问题
Suppose I have the following dataframe:
df <- data.frame("yearmonth"=c("2005-01","2005-02","2005-03","2005-01","2005-02","2005-03"),"state"=c(1,1,1,2,2,2),"county"=c(3,3,3,3,3,3),"unemp"=c(4.0,3.6,1.4,3.7,6.5,5.4))
I'm trying to create a lag for unemployment within each unique state-county combination. I want to end up with this:
df2 <- data.frame("yearmonth"=c("2005-01","2005-02","2005-03","2005-01","2005-02","2005-03"),"state"=c(1,1,1,2,2,2),"county"=c(3,3,3,3,3,3),"unemp"=c(4.0,3.6,1.4,3.7,6.5,5.4),"unemp_lag"=c(NA,4.0,3.6,NA,3.7,6.5))
Now, imagine this situation except with thousands of different county-state combinations and over several years. I tried using the lag function, the zoo.lag function, but I couldn't make it take into account the state-county codes. One possibility is to make a giant for loop, but I think this is too much data (R does not handle for loops well) and I am looking for a cleaner way to do it. Any ideas? Thanks!
回答1:
With data.table:
library(data.table)
setDT(df)[,`:=`(unemp_lag1=shift(unemp,n=1L,fill=NA, type="lag")),by=.(state, county)][]
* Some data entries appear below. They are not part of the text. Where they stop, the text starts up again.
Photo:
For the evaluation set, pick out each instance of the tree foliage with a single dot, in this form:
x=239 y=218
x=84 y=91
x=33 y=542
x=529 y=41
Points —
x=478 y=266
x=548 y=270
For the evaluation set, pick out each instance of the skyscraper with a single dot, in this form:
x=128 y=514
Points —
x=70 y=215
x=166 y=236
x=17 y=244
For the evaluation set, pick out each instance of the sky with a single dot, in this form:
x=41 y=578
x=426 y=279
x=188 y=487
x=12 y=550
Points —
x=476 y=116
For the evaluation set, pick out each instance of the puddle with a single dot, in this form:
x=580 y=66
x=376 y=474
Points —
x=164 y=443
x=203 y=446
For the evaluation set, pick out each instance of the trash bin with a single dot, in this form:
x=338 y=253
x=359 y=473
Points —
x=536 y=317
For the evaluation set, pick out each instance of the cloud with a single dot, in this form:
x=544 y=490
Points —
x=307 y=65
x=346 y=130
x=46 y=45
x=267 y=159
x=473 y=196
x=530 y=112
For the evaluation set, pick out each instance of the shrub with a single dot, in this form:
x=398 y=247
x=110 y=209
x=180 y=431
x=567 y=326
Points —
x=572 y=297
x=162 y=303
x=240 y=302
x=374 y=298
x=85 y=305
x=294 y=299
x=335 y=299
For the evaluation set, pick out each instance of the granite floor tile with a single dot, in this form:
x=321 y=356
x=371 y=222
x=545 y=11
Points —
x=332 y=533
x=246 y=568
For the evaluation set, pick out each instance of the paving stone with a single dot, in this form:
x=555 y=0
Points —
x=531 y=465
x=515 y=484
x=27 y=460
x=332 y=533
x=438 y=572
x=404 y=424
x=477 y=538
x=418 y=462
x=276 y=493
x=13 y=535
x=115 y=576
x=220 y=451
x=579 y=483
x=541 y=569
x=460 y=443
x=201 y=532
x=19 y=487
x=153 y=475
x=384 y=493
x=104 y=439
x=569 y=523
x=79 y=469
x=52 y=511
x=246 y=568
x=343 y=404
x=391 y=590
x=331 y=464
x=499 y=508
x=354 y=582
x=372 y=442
yearmonth state county unemp unemp_lag1
1: 2005-01 1 3 4.0 NA
2: 2005-02 1 3 3.6 4.0
3: 2005-03 1 3 1.4 3.6
4: 2005-01 2 3 3.7 NA
5: 2005-02 2 3 6.5 3.7
6: 2005-03 2 3 5.4 6.5
回答2:
Just an old style base R approach:
dsp <- split(df, list(df$state, df$county) )
dsp <- lapply(dsp, function(x) transform(x, unemp_lag =lag(unemp)))
dsp <- unsplit(dsp, list(df$state, df$county))
dsp
yearmonth state county unemp unemp_lag
1 2005-01 1 3 4.0 NA
2 2005-02 1 3 3.6 4.0
3 2005-03 1 3 1.4 3.6
4 2005-01 2 3 3.7 NA
5 2005-02 2 3 6.5 3.7
6 2005-03 2 3 5.4 6.5
Edit
the lag
function I used in my solution is the lag
of dplyr
(even though I didn't realized it until the BlondedDust comment) and here is a true and real pure base R solution (I hope):
dsp <- split(df, list(df$state, df$county) )
dsp <- lapply(dsp, function(x) transform(x, unemp_lag = c(NA, unemp[1:length(unemp)-1]) ) )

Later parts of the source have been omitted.